Recently, it had demonstrated that not only shape, number and size of the organelles are important for the cellular function, but also their subcellular distribution, which is the consequence of the intracellular transport [34]. Since Dengue virus like many other members of the most diverse viral families are using the cytoskeleton [22], here we have tried to follow indirectly the infection process using the alterations of subcellular distributions of mitochondria.
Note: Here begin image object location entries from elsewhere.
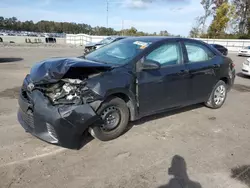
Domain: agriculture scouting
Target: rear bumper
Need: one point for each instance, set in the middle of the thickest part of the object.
(59, 125)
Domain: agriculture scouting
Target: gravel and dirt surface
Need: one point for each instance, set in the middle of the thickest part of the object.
(210, 148)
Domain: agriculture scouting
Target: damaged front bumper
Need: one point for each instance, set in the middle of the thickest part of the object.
(61, 125)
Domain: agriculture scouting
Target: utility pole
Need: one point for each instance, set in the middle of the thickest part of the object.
(107, 13)
(122, 26)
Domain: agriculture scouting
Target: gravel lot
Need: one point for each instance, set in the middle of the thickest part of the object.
(214, 144)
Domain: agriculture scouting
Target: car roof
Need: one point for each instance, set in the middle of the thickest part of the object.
(153, 38)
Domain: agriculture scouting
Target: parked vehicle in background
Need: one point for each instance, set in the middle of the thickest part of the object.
(246, 67)
(220, 48)
(101, 92)
(93, 46)
(244, 51)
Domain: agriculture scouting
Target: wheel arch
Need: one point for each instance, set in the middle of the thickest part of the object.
(128, 98)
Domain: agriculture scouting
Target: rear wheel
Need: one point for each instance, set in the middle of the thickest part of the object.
(218, 95)
(114, 114)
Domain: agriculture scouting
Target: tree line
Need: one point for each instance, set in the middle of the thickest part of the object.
(230, 19)
(67, 27)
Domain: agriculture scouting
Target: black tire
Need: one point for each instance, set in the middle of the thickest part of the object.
(98, 131)
(211, 101)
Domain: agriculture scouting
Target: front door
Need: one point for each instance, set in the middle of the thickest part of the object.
(165, 87)
(202, 64)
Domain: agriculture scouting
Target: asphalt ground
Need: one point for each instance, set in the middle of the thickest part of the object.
(206, 148)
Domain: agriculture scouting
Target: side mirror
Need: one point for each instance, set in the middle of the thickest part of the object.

Both mock and DENGV infected cells have been prepared by a standardized procedure that provides approximately the same initial state among all cells of each type even when different experiments are considered. So at frame 0 each of the studied cells provides a possible initial state. Each of these states must adjust to the density distribution of mitochondrium. Assuming that any possible initial state is equally probable, then our approximation to the density function at time zero ρ(r, θ, t = 0) must come from the average over all the known (measured) possible states. Each frame has the same time spacing for all the videos (20 minutes), so the same analysis is valid for the i−th frame and the mitochondria density distribution at time t would be the average over all the known states for all cells of the same kind.
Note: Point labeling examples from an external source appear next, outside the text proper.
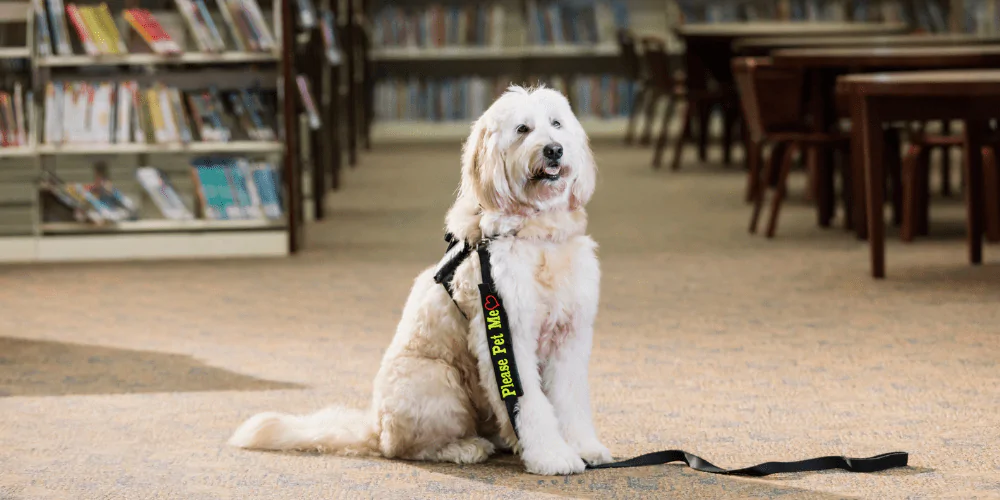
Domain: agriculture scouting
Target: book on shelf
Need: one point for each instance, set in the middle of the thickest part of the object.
(96, 29)
(308, 102)
(159, 189)
(577, 23)
(437, 26)
(99, 202)
(236, 188)
(145, 24)
(14, 123)
(43, 38)
(306, 13)
(464, 99)
(328, 27)
(122, 113)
The distribution as a function of two variables given by the pixel position related to the center of the cell is ρ(x, y). However, before taking the average, it has to be taken into account that a single cell can have any random orientation. The elliptical shape of the nucleus makes the distribution not symmetrical. This means that all function must be rotated to have the same orientation before been able to average over them.

A Python script was written to automatically determine the major semi axis of each cell in each frame by measuring the maximum distance between two points into the segmented region. The center of the ellipsis is found as the average of all the coordinates in the image. To get ρ(r, θ, t) for any cell referred to the same polar axis, and so be able to compute the density average, the polar axis is set equal to the major semi axis in each of the cells analyzed. In polar coordinates ρ(r, θ) will give us the density of mitochondrium at a distance r from the nuclei center and at an angle θ from the major semi axis.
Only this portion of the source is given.